8シリーズにはGENT、SOLAR HYBRID、簡単ケータイ

――8シリーズのご紹介をお願いします。

上段が841SH、下段が841SH s。デザインはほぼ共通となっている
SOLAR HYBRID 842SH

後藤氏
 まずはGENTシリーズの最新モデルであるGENT 841SH sです。5月中旬より発売を開始していますが、簡単に紹介しますと、今回は防水に加え防塵にも対応しました。背面をヘアラインデザインとし、裏印刷で金属のような質感を実現しました。キー側はラウンドフォルムにして持ちやすさにも配慮しています。

 ソフトウェア面では、あらたに「楽ともリンク」機能を搭載しました。あらかじめ10件まで登録した連絡先に対し、メールや電話の発信が簡単にできるほか、顔写真やメモを登録することもできます。

 続いての842SHは、ソーラーパネル搭載のSOLAR HYBRIDのセカンドモデルになります。まず前モデルの936SHから何が変わったかというと、ソーラーの充電効率が向上しました。充電30分で今回は連続通話約6分となっています。

 それともうひとつ、今回は背面のサブディスプレイとして常時表示のメモリ液晶を搭載しました。メモリ液晶はコントラストが強いので、明るい場所でもはっきり視認できます。従来、ソーラーの発電ステータスは背面のイルミネーションLEDで表示していて、直射日光下などでは見づらい部分もありましたが、今回はメモリ液晶により見やすくなっています。

 あとはソーラーパネルのデザイン処理を変更し、同心円状のスピンデザインとしました。ソーラーというデバイスばかりが強調されがちなモデルですが、そうしたデバイスを意識させないようなデザインを意識しています。中身のソフトウェアは841SHと同等のものが入っています。

――SOLAR HYBRIDの前モデルはハイエンドの9シリーズでしたが、今回8シリーズに変わったのはなぜでしょうか。

吉高氏
 「実際にソーラーが欲しいユーザー層はどこだ」と考え、今回はターゲットのイメージを20代前半の男性にシフトしました。若いユーザーさんに手軽にお使いいただきたいと考え、今回は8シリーズとしています。

――今回はかんたん携帯の843SHも投入されますね。

843SH
キーの配置や印字もかんたん携帯仕様

後藤氏
 843SHは、シャープとして初めてのかんたん携帯となっています。

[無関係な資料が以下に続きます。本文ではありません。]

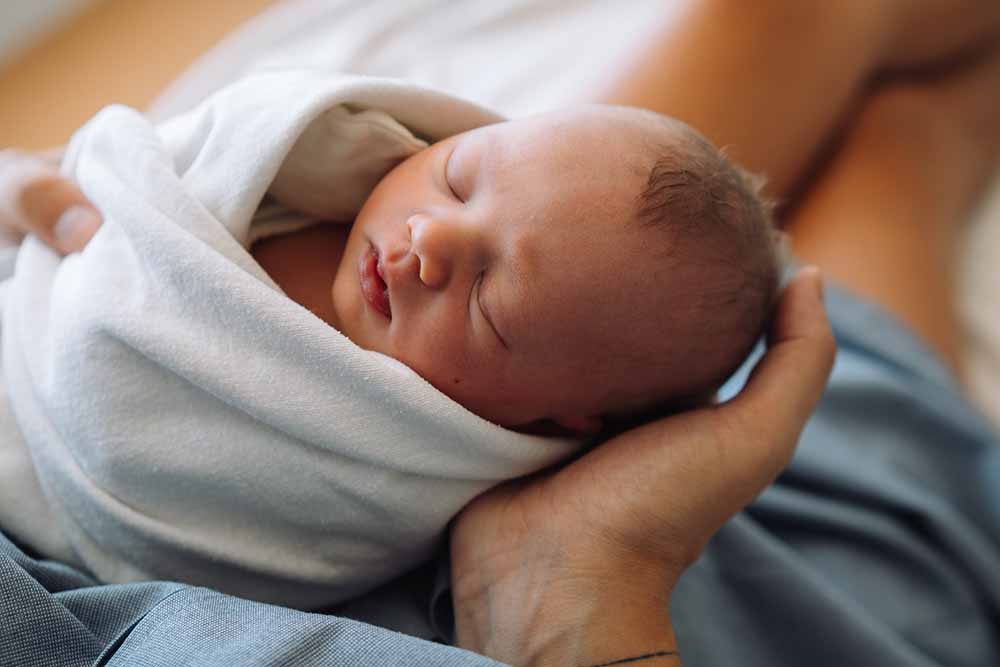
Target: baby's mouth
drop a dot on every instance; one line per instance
(373, 286)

GENTの方は40代後半から60代後半の男女をターゲットとし、端末の機能を絞らずに使い勝手を訴求しているモデルになりますが、843SHの方は60代、70代のシニア層をターゲットとしています。

 ユーザー調査を行うと、60代、70代のケータイユーザーも、思ったよりアクティブな方が多いと言うことがわかりました。旅行や趣味など自分の時間を満喫したい、健康意欲が強い、直感操作を求める、インターネットはパソコンで利用する、こういった動向を見て、商品を企画しています。

――こちらも防水・防塵に対応されていますね。

後藤氏
 シニア層がケータイに求める機能を調べると、ある調査では防水がナンバーワンになりました。たとえば庭で園芸を楽しむ、といった用途などがあり、シニア層も防水を求めています。

――簡単ケータイの定番要素である文字の見やすさや使いやすさなどは?

後藤氏
 シニア向けケータイ市場はすでに他社が先行しているところもあるので、そこは市場で評価されている要素を押さえつつ、その上でシャープらしいアプローチをしています。

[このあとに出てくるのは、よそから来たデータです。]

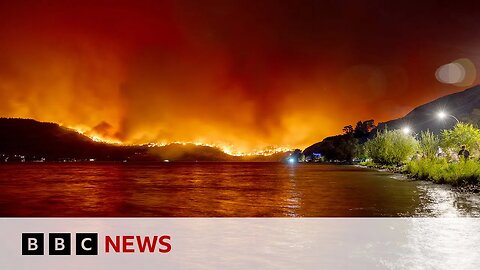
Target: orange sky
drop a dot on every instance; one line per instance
(249, 75)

 たとえば文字の大きさや読みやすさ、わかりやすさ、メニューの文体表現をシニア向けにかみ砕いた表現にするなどしています。ウィザード形式のメニュー操作も取り入れています。

 ワンタッチボタンは、下筐体に搭載しました。色つきにして、待受画面でも相手の名前が表示されるようにするなど、デザイン的なところを含めてわかりやすいというのが特徴となっています。

 カーソルキーにもショートカット機能を割り当てました。待受中に「電話」と書かれた左キーを押すと、電話機能が起動します。シニア層が使うような機能は、8割方、これらのショートカットから利用できるかと思います。

――聞き取りやすさ、という機能もあるのですね。

シャープの後藤氏

後藤氏
 通話音声の聞き取りやすさも、ベーシックな部分ではありますが、シニア層にとっては大切な要素だと考えました。今回はディスプレイのフロントパネル自体が振動してスピーカーの役割を果たすという、パネルレシーバーを採用しています。ディスプレイの上部に受話レシーバーの穴があるように見えますが、これはあくまで耳を当てる位置をイメージさせるデザインで、本当はディスプレイ全体が音を出すようになっています。通常はレシーバーの穴に耳が当たっていないと聞き取りにくいですが、パネルレシーバーならば細かい位置を考えず、耳にかざすだけで音を聞き取れるようになっています。穴がないので、防水面でも有利に働いています。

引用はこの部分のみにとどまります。